Kapila, as a champion of asceticism, could never be anything but such a teacher.

EH Johnston:
Who milked libations from his cow for his own sake, just as a king milks the earth for his own purposes, and milked speech in the midst of his disciples trained in asceticism, just as Vasistha milked his cow,

Linda Covill:
He milked his cow for sacrificial milk, like Vasishtha, and like him too milked speech for his disciples, trained in asceticism.

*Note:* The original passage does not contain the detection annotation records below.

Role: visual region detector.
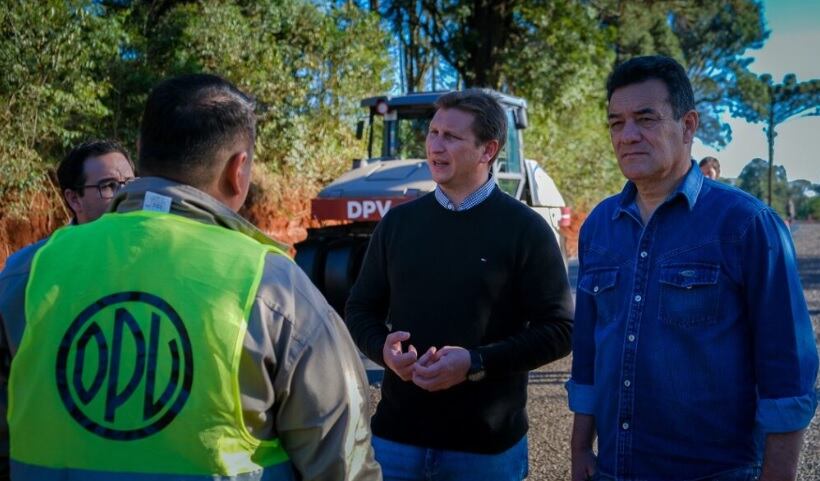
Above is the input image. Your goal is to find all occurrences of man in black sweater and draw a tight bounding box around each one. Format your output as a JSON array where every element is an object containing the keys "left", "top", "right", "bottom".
[{"left": 346, "top": 90, "right": 572, "bottom": 481}]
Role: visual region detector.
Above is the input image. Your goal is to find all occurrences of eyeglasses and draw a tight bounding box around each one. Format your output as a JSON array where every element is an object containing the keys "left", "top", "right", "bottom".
[{"left": 82, "top": 178, "right": 134, "bottom": 200}]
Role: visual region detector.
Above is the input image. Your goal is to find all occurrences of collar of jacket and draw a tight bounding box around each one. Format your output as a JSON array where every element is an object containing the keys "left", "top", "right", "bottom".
[{"left": 110, "top": 177, "right": 290, "bottom": 252}]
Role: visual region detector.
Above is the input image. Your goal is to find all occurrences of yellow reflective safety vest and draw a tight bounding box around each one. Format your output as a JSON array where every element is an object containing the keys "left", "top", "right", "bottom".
[{"left": 8, "top": 211, "right": 293, "bottom": 481}]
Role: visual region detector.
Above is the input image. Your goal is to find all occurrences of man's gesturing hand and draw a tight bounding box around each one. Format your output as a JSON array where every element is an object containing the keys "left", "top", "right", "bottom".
[
  {"left": 382, "top": 331, "right": 418, "bottom": 381},
  {"left": 412, "top": 346, "right": 470, "bottom": 391}
]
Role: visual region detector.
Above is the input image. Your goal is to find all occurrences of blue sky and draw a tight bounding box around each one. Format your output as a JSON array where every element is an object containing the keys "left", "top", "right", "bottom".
[{"left": 692, "top": 0, "right": 820, "bottom": 183}]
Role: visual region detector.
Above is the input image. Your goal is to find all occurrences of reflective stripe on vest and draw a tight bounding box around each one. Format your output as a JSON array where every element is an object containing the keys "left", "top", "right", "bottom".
[
  {"left": 9, "top": 460, "right": 296, "bottom": 481},
  {"left": 8, "top": 211, "right": 290, "bottom": 480}
]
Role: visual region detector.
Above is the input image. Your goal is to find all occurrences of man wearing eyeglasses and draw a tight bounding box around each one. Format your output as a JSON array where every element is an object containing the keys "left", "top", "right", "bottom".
[
  {"left": 57, "top": 140, "right": 134, "bottom": 224},
  {"left": 0, "top": 74, "right": 381, "bottom": 481}
]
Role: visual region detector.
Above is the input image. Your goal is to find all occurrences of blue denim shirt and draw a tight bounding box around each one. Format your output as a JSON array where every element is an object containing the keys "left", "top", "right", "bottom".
[{"left": 567, "top": 163, "right": 818, "bottom": 481}]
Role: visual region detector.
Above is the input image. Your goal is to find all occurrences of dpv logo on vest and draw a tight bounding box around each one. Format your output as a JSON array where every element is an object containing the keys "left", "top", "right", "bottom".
[{"left": 56, "top": 292, "right": 194, "bottom": 440}]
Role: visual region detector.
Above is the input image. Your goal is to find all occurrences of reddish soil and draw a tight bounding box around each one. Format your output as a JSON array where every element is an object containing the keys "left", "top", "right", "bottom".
[
  {"left": 0, "top": 175, "right": 586, "bottom": 269},
  {"left": 0, "top": 190, "right": 71, "bottom": 269}
]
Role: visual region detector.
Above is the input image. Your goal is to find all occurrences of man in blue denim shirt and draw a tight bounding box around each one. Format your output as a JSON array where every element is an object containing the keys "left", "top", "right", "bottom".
[{"left": 567, "top": 57, "right": 818, "bottom": 481}]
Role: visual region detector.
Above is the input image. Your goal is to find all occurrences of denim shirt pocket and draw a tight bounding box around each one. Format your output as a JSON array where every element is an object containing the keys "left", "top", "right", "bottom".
[
  {"left": 660, "top": 263, "right": 720, "bottom": 327},
  {"left": 578, "top": 267, "right": 618, "bottom": 321}
]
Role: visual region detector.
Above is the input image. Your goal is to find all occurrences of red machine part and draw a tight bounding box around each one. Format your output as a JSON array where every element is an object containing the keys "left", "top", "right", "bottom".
[{"left": 310, "top": 196, "right": 417, "bottom": 221}]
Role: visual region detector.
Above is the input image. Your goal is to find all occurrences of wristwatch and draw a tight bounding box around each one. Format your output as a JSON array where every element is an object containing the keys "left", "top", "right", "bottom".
[{"left": 467, "top": 350, "right": 487, "bottom": 382}]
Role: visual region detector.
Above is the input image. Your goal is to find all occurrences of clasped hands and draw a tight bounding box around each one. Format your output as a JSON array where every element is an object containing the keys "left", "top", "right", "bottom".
[{"left": 382, "top": 331, "right": 470, "bottom": 392}]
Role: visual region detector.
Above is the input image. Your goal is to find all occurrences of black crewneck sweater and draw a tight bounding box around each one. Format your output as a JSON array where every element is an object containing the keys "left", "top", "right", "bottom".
[{"left": 346, "top": 188, "right": 572, "bottom": 453}]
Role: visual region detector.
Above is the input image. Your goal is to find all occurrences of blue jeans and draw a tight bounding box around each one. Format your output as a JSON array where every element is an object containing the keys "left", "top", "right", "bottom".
[
  {"left": 373, "top": 436, "right": 529, "bottom": 481},
  {"left": 592, "top": 466, "right": 760, "bottom": 481}
]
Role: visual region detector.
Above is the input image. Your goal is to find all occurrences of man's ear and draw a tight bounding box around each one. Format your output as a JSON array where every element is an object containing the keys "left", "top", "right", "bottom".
[
  {"left": 481, "top": 139, "right": 498, "bottom": 164},
  {"left": 222, "top": 151, "right": 250, "bottom": 197},
  {"left": 683, "top": 110, "right": 700, "bottom": 144},
  {"left": 63, "top": 189, "right": 83, "bottom": 216}
]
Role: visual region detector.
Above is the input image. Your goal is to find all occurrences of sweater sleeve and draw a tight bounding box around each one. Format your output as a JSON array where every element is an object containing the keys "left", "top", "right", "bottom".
[
  {"left": 478, "top": 214, "right": 573, "bottom": 376},
  {"left": 345, "top": 214, "right": 390, "bottom": 367}
]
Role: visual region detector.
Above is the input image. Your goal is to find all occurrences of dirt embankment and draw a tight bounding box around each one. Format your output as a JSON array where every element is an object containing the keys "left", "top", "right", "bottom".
[
  {"left": 0, "top": 190, "right": 71, "bottom": 269},
  {"left": 0, "top": 171, "right": 586, "bottom": 269}
]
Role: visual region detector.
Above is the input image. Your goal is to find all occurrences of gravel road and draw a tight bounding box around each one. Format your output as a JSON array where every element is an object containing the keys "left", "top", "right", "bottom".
[{"left": 371, "top": 223, "right": 820, "bottom": 481}]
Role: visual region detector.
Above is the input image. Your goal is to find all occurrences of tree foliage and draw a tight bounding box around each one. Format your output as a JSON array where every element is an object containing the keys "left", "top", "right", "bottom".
[
  {"left": 738, "top": 74, "right": 820, "bottom": 203},
  {"left": 383, "top": 0, "right": 621, "bottom": 207},
  {"left": 592, "top": 0, "right": 768, "bottom": 147},
  {"left": 0, "top": 0, "right": 390, "bottom": 218},
  {"left": 0, "top": 0, "right": 122, "bottom": 212}
]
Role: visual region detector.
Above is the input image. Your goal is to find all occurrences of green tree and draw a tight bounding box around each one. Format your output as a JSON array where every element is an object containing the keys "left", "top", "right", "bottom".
[
  {"left": 384, "top": 0, "right": 622, "bottom": 208},
  {"left": 591, "top": 0, "right": 768, "bottom": 147},
  {"left": 0, "top": 0, "right": 123, "bottom": 214},
  {"left": 797, "top": 195, "right": 820, "bottom": 220},
  {"left": 737, "top": 158, "right": 789, "bottom": 217},
  {"left": 738, "top": 74, "right": 820, "bottom": 205}
]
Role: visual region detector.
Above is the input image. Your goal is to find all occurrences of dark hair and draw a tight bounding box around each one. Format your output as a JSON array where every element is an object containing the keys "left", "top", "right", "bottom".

haviHShu = loc. pl. havis: offering
[haviHShu is the original reading in EHJ's Sanskrit text, based on the palmleaf manuscript; later when he came to do the English translation, EHJ changed the reading to haviiMShi, as nearer to the paper manuscript and as giving the double accusative that duh, to milk, often takes]
haviiMShi = acc. pl. havis: n. an oblation or burnt offering , anything offered as an oblation with fire (as clarified butter , milk , Some , grain ; haviSh √ kR , " to prepare an oblation " , " make into an oblation ")
yaH (nom. sg. m.): [he] who
ca: and
sv'-aatm'-aartham: for his own sake, for its own sake
sv'aatman: m. one's own self , one's self (= reflexive pron.)
artha: mn. aim , purpose (very often artham ifc. or with gen. " for the sake of , on account of , in behalf of , for ")
aatmaartham: ind. for the sake of one's self

gaam = acc. sg. f. go: f. a cow; " anything coming from or belonging to an ox or cow " , milk (generally pl.) , flesh, skin , hide , leather , strap of leather , bow-string , sinew; (pl.) " the herds of the sky " , the stars ; f. the earth (as the milk-cow of kings); f. speech; f. voice , note (fr. √ gai)
adhukShat = 3rd pers. sg. aorist duh: to milk (a cow or an udder) ; to milk or squeeze out , extract (milk , soma e.g. any good thing) ; draw anything out of another thing (with 2 acc.)
vasiShTha-vat (nom. sg. m.): like Vasishtha
vasiShTha: m. " the most wealthy " , N. of a celebrated Vedic RShi or sage (owner of the " cow of plenty " , called nandinii , offspring of surabhi , which by granting all desires made him , as his name implies , master of every vasu or desirable object ; he was the typical representative of Brahmanical rank , and the legends of his conflict with vishvaa-mitra , who raised himself from the kingly or kShatriya to the Brahmanical class , were probably founded on the actual struggles which took place between the Brahmans and kShatriyas ; a great many hymns of the Rig Veda are ascribed to these two great rivals .... other legends make him one of the 7 patriarchal sages regarded as forming the Great Bear)

tapaH-shiShTeShu (loc. pl. m.): schooled in ascetic practice
tapas: ascetic practice
shiShTa: mfn. taught , directed , ordered , commanded (applied to persons and things)
shiShyeShu = loc. pl. shiShya: m. a pupil , scholar , disciple

gaam = acc. sg. go: f. a cow; f. the earth (as the milk-cow of kings); f. speech; f. voice , note (fr. √ gai)
adhukShat = 3rd pers. sg. aorist duh: to milk (a cow or an udder) ; to milk or squeeze out , extract (milk , soma e.g. any good thing) ; draw anything out of another thing (with 2 acc.)